皆様が目指す理想への突破口となるキーポイントは、これまで思っていたこととは別の意外な所にあるかも知れません。ぜひ、まだまだ皆様にとって問題の整理がついておらず、漠然としたままでコンサルタントに相談を持ちかけて下さい。コンサルタントはそのキーポイントを見出すプロフェッショナルですから、きっと問題を明確に整理し皆様に価値のある提案をしてくれます。
そしてコンサルタントに相談を持ちかけた際、
・相談料は有料ではないでしょうか…?
・あなたの話をきちんと聞いてくれるでしょうか…?
最初の提案書を出すことに対してすら、高額の費用を求められる場合があります。しかし、この提案段階では無料のコンサルティング会社が多々あります。それこそ提案段階において、しっかりとしたヒヤリングをしたにも関わらずコンサルティングが不必要であれば、「今回は御社自力でできますね。コンサルティングは必要ありません。」ときっぱり断ってくれるコンサルタントもいます。
また、初回のヒヤリング時に皆様の話を良く聴いてくれるかにも注目しましょう。コツとして、大して話もしていないのに「大体分かりました。」というコンサルタントは要注意です。それは過去の経験と安易に照らし合わせ、的はずれな提案をしてくる可能性が高いからです。優れたコンサルタントはお客様による事情の違いの重要性を心得ていますから、ヒヤリングには特に力を注ぎますし、
そうそう簡単に「分かりました」とは言いません。「このコンサルタントは本当に理解してくれたな。」という直感が得られるかどうかに注目して下さい。そのようなコンサルタントが「営業担当」ではなく、「コンサルティング担当」をしてくれるならかなり有望だと言えます。
Point2
コンサルティング内容を、自社に合わせてカスタマイズしてくれること
得てしてコンサルタントは多忙で、日々激務をこなしています。ですから本音を言うと、少しでも「同じことをしたい」と思っています。なぜなら過去に行ったことや使った資料でコンサルティングができれば、大幅に時間を削減することができるからです。また、決まり切ったパターンをコンサルティングに当てはめることができるなら、経験不足のコンサルタントでもそれなりに形にすることが出来ます。だからこそパターン化された研修やコンサルティングを、コンサルティング会社はお勧めしたがるのです。

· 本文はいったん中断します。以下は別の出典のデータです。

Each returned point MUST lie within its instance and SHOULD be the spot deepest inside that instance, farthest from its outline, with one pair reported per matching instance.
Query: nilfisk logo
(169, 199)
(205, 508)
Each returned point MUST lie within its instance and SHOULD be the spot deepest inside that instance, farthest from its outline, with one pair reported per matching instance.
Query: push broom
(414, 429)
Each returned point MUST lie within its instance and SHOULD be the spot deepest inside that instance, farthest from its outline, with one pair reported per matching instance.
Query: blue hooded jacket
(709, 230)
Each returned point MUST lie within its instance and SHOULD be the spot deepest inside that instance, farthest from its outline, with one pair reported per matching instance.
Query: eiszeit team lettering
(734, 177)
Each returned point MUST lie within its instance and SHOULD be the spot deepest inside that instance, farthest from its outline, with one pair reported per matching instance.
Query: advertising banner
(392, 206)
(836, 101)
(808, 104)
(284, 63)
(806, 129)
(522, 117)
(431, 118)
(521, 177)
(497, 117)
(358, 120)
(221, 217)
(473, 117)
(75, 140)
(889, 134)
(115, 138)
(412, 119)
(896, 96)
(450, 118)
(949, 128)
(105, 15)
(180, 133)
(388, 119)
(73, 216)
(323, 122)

しかし、皆様にとっての成果を出すということを考えた場合、この取り組み姿勢では困ってしまいます。企業の文化、日頃から使われる言葉や習慣、そういったものにコンサルティング内容をカスタマイズしなければ、中々現場に浸透せず成果など出ないからです。成果を出す為には現場でのヒヤリングを通じ、時間をかけてコツコツとコンサルティング内容をカスタマイズすることが必要不可欠なのです。そうやって生み出された研修やコンサルティングはまさに御社オリジナルとなり、最も成果の出る取り組みとなります。中々そこまで力を入れてくれる職人気質なコンサルタントは少ないのですが、もし仮にそのような方とタッグを組むことができれば、全く別次元の満足度を皆様に提供してくれます。
皆様に提案してくる内容は…
・はやりの手法を全面に押し出した、型通りの研修を提案してきていないでしょうか?
・「他社で成功した」という手法をそのまま提案してきていないでしょうか?
・提案書の工程表内にヒヤリング期間が無く、いきなり研修実施日になっていないでしょうか?
皆様が目指す理想をしっかりと聞いてくれる。そして、それに合わせオーダーメイドのコンサルティングを提案してくれる。これはコンサルタントにとっては大変な手間のかかることです。しかし、本当に成果が浸透し貴社に変化をもたらすのは、そんなコンサルティングや研修なのです。ですからお勧めは単に腰掛けでコンサルティングをしているコンサルタントではなく、コンサルティングそのものを愛し、良い仕事をすることを生き甲斐にしているコンサルタントと組むことです。
Point3
講師として、トレーニングを積んでいるコンサルタントを選ぶこと
意外なことかも知れませんが、コンサルタントが「伝える力」のトレーニングを積んでいるかという点は必ず重視して下さい。というのは、知識や経験は豊富にありながら「相手に教える・伝えるスキは不足している」というコンサルタントがとても多いからです。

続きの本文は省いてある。